23. August 2018

Eorhynchochelys: Schildkröte ohne Panzer aber mit zahnlosem Schnabel weist auf Mosaik-Evolution hin



Im Südwesten Chinas, in der Provinz Hainan, haben Forscher die Überreste einer Ur-Schildkröte entdeckt, die zwar noch keinen Panzer ausgebildet hatte, dafür aber schon einen zahnlosen Schnabel. Sie war rund 2,50 Meter lang, lebte vor ca. 230 Millionen Jahren (Obertrias) und erhielt den Namen Eorhynchochelys sinensis (übersetzt etwa: "Schnabelschildkröte der Morgenröte aus China"), was ein Hinweis darauf sein soll, dass dies die bislang älteste bekannte Schildkröte mit einem Schnabel darstellt. Der Körper zeigte aber schon die für Schildkröten typsiche diskusartige Körperform mit breiten Rippen.

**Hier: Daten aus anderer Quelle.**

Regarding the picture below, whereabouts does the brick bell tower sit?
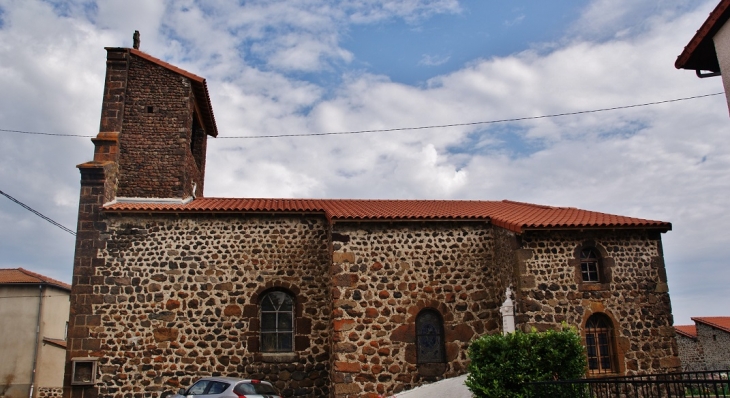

Früher wurden schon die Überreste anderer Ur-Schildkröten gefunden, und diese Funde deuten an, dass die Schildkröten keine stringente Entwicklung durchliefen, sondern eine nicht-lineare: So entwickelten sich einige Eigenschaften früher als andere, scheinen anschließend wieder verschwunden zu sein und sind später in der Evolution wieder aufgetaucht oder ganz weg geblieben. Dies wird mit dem Begriff "Mosaiktheorie" umschrieben.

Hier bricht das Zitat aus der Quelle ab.